Fed keeps rates unchanged and signals optimism about a potential ‘soft landing’
WASHINGTON — The Federal Reserve left its benchmark interest rate unchanged Wednesday for the second time in its past three meetings, a sign that it’s moderating its fight against inflation as price pressures have eased.
The Fed’s policymakers also signaled that they expect to raise rates once more this year and envision their key rate staying higher in 2024 than most analysts had expected.
But as their latest policy meeting ended, the 19 members of the Fed’s rate-setting committee conveyed growing optimism that they will manage to slow inflation to their 2% target without causing the deep recession that many economists had feared. It’s a hopeful scenario that economists call a “soft landing.”
In a set of new quarterly projections, the policymakers showed that they expect faster economic growth and lower unemployment this year and next year than they had foreseen just three months ago.
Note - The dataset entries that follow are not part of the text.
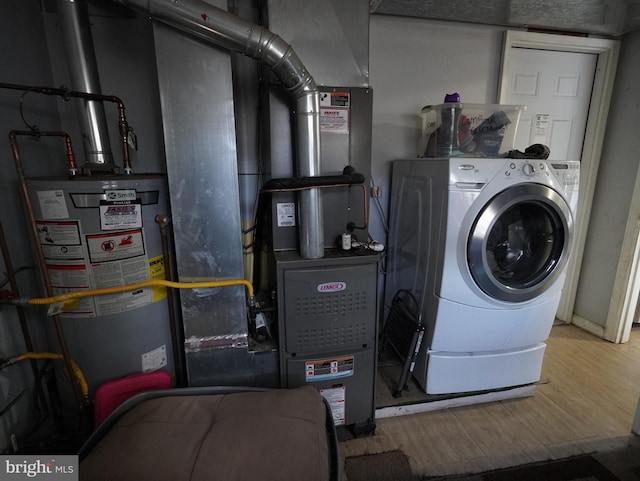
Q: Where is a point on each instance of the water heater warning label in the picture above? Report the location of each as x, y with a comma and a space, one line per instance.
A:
325, 369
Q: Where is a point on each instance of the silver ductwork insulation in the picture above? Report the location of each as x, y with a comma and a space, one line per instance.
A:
83, 72
224, 29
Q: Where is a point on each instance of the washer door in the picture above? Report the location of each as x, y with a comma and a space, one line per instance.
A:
518, 244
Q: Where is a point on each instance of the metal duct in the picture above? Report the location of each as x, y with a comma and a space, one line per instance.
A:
83, 70
233, 33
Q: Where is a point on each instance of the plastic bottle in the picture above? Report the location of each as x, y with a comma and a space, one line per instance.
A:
450, 118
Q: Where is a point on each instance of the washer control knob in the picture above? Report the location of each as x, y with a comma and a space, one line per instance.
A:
528, 169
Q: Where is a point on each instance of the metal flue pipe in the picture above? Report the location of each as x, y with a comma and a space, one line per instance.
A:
83, 72
226, 30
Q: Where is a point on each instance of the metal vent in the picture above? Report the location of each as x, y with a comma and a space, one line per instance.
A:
331, 305
330, 337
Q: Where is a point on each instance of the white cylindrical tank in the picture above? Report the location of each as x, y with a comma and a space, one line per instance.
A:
99, 232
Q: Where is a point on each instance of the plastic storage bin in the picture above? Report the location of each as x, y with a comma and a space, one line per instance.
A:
468, 130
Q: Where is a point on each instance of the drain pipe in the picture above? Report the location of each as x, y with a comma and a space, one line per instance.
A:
226, 30
83, 71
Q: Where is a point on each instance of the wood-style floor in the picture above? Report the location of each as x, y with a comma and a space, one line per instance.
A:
585, 402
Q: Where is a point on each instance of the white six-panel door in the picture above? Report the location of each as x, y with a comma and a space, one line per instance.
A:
556, 88
566, 83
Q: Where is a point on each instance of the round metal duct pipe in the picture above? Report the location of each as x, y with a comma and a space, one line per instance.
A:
234, 33
83, 71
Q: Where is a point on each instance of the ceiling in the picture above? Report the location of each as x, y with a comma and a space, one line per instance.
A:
599, 17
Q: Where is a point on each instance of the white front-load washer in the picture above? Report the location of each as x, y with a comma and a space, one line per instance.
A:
483, 245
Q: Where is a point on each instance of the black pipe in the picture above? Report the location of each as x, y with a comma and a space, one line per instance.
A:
11, 273
291, 183
177, 334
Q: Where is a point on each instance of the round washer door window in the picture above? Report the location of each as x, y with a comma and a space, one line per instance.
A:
519, 242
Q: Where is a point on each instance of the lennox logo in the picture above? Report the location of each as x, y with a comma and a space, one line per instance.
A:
121, 195
332, 286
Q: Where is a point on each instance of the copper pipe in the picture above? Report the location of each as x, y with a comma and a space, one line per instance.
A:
64, 93
11, 274
177, 336
39, 251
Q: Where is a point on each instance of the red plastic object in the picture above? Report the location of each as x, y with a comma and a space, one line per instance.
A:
113, 393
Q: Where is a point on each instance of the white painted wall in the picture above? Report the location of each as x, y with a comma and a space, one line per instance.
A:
614, 189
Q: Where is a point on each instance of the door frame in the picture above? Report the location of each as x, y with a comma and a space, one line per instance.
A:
607, 51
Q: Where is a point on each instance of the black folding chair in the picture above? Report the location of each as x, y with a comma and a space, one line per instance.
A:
403, 330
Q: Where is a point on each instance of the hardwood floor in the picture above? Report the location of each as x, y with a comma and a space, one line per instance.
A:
585, 402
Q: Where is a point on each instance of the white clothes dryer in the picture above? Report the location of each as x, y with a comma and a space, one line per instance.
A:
483, 244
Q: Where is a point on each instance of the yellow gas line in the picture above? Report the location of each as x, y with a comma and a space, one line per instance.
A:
77, 372
70, 296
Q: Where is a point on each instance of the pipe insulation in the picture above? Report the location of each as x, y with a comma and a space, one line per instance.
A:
226, 30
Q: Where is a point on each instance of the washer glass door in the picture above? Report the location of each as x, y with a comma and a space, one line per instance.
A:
519, 242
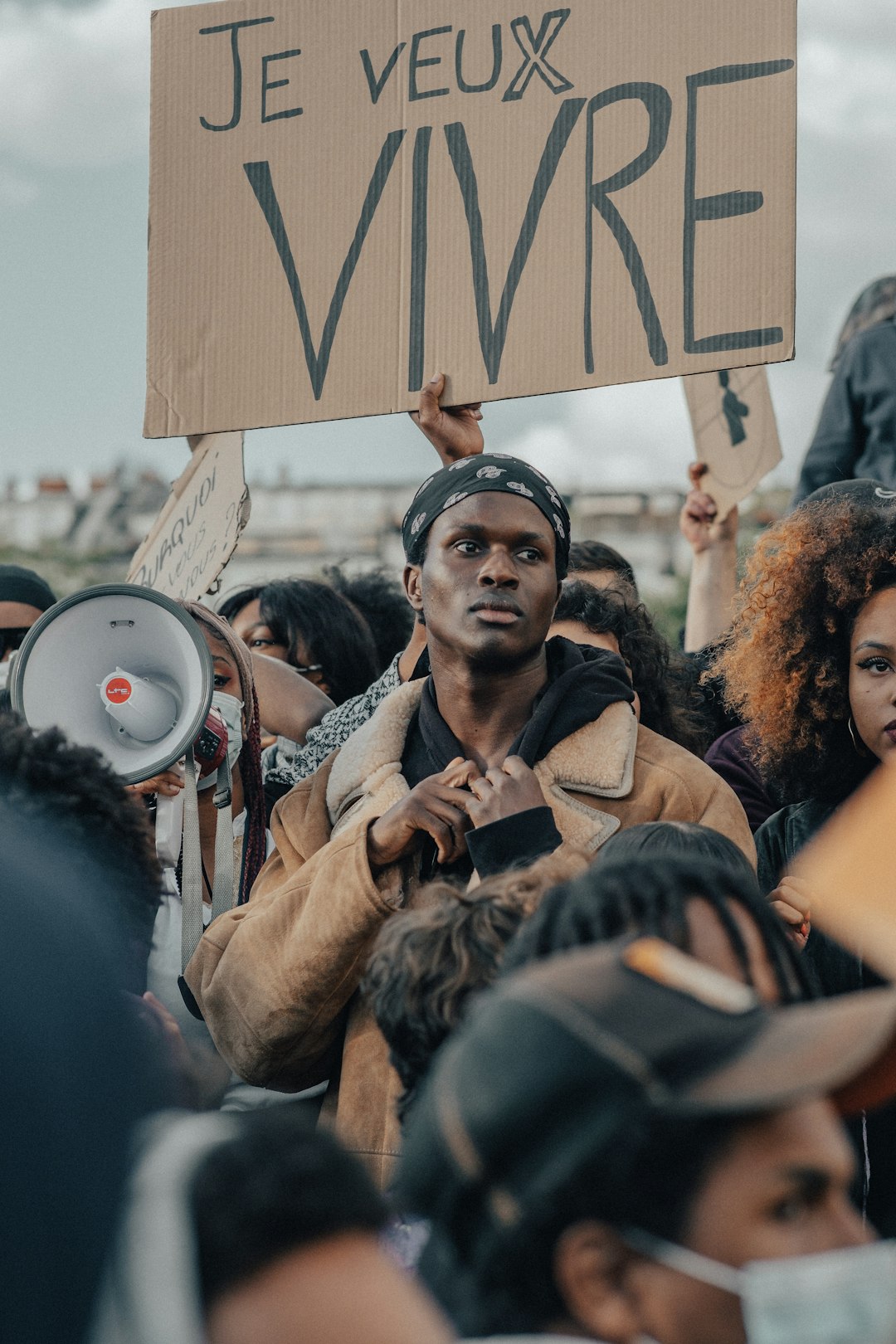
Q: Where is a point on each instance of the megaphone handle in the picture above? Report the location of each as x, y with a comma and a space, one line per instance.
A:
169, 828
222, 895
191, 884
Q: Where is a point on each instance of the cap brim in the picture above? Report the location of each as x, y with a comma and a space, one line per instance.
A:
843, 1047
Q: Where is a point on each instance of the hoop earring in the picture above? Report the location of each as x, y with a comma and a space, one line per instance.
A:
859, 746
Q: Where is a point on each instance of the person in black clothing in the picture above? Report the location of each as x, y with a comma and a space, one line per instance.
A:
856, 433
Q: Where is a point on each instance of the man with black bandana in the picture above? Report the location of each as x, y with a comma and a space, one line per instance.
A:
507, 750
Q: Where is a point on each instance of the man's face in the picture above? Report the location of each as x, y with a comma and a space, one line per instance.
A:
779, 1188
488, 585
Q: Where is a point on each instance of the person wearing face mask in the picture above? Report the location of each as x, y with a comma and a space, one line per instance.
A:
23, 597
240, 821
625, 1146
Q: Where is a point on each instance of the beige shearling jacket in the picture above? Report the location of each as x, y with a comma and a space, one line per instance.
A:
277, 979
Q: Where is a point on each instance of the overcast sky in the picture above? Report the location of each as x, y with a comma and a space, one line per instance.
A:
73, 261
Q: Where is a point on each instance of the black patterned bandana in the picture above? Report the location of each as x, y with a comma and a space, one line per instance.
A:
476, 476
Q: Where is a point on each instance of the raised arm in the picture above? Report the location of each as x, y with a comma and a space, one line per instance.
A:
713, 572
453, 431
289, 704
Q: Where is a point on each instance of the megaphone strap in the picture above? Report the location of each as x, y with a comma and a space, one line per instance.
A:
191, 884
222, 897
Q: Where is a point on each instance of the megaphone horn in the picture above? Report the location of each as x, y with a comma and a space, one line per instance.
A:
119, 668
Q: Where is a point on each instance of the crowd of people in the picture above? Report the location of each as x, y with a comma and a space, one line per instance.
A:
504, 1016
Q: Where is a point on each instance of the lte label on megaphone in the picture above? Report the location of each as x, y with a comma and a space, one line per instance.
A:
119, 689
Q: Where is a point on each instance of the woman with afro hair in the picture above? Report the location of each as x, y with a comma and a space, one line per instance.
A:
811, 665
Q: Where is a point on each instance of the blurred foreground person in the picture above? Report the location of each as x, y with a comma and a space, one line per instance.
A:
23, 598
429, 964
256, 1230
508, 750
77, 1070
624, 1146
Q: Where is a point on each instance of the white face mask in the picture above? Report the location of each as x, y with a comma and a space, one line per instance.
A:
6, 670
231, 711
835, 1298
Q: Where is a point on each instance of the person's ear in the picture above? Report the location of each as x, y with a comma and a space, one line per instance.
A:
411, 580
590, 1265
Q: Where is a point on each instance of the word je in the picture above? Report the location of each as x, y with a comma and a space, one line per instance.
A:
533, 49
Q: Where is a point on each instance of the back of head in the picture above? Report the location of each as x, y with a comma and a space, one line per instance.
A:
597, 557
383, 604
660, 840
648, 894
601, 1086
275, 1185
24, 587
75, 1074
71, 791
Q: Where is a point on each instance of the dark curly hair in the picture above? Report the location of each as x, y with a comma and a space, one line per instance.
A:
648, 894
75, 791
383, 604
427, 962
663, 679
332, 631
786, 659
275, 1186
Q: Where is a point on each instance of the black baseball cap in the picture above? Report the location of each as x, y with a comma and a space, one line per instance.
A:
557, 1060
863, 491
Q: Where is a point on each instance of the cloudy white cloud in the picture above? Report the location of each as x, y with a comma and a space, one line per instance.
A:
74, 95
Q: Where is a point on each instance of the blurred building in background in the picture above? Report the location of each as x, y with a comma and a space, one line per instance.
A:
88, 533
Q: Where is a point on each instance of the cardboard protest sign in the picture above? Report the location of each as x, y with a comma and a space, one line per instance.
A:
347, 197
199, 524
733, 431
850, 873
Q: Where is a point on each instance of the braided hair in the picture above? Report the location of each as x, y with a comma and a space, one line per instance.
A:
649, 897
250, 756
Even with solid growth in sight, they also think inflation will continue to cool.
Those expectations suggest that Fed officials feel “they’re going to be able to do what it takes to achieve gradual disinflation without disruption to the labor market, or without triggering a meaningful recession,” said Subadra Rajappa, head of rates strategy at Societe Generale.
Since peaking at a year-over-year high of 9.1% in June 2022, consumer inflation in the United States has dropped to 3.7%. Speaking at a news conference Wednesday, Chair Jerome Powell cautioned that the Fed still wants further assurance from forthcoming economic data that inflation is on a sustainable path back to its target level. But he suggested that the Fed is getting closer to the end of its rate-hiking cycle and that a soft landing seems “plausible.”
“We’re fairly close, we think, to where we need to get,” Powell said. “A soft landing is a primary objective. … That’s what we’ve been trying to achieve all this time.”
The Fed’s latest decision kept its benchmark rate at about 5.4%, the result of the 11 rate increases it unleashed beginning in March 2022. Those rapid hikes, Powell said, now allow the central bank to take a more measured approach to its rate policy.
“We’re taking advantage of the fact that we moved quickly in the past,” he said, to manage rates “a little more carefully now as we sort of find our way to the right level of restriction that we need to get inflation back down to 2%.”
Fed officials expect to cut interest rates just twice next year, fewer than the four rate cuts they had forecast in June. They predict that their key short-term rate will still be 5.1% at the end of 2024 — higher than it was from the 2008-2009 Great Recession until May of this year.
Yet one reason they likely have reduced the number of expected rate cuts for 2024 is a positive one: They think a recession, which would require multiple rate cuts to aid the economy, is less likely to occur.
“What we have right now is what’s still a very strong labor market that’s coming back into balance,” Powell said. “We’re making progress on inflation. Growth is strong.”
Though Fed officials have projected one more rate hike this year, Powell appeared to hedge more than he typically does on whether that will prove necessary.
Treasury yields moved sharply higher Wednesday after the Fed issued a statement after its latest policy meeting and updated its economic projections.
In their new quarterly projections, the policymakers estimate that the economy will grow faster this year and next year than they had previously envisioned. They now foresee growth reaching 2.1% this year, up from a 1% forecast in June, and 1.5% next year, up from their 1.1% forecast.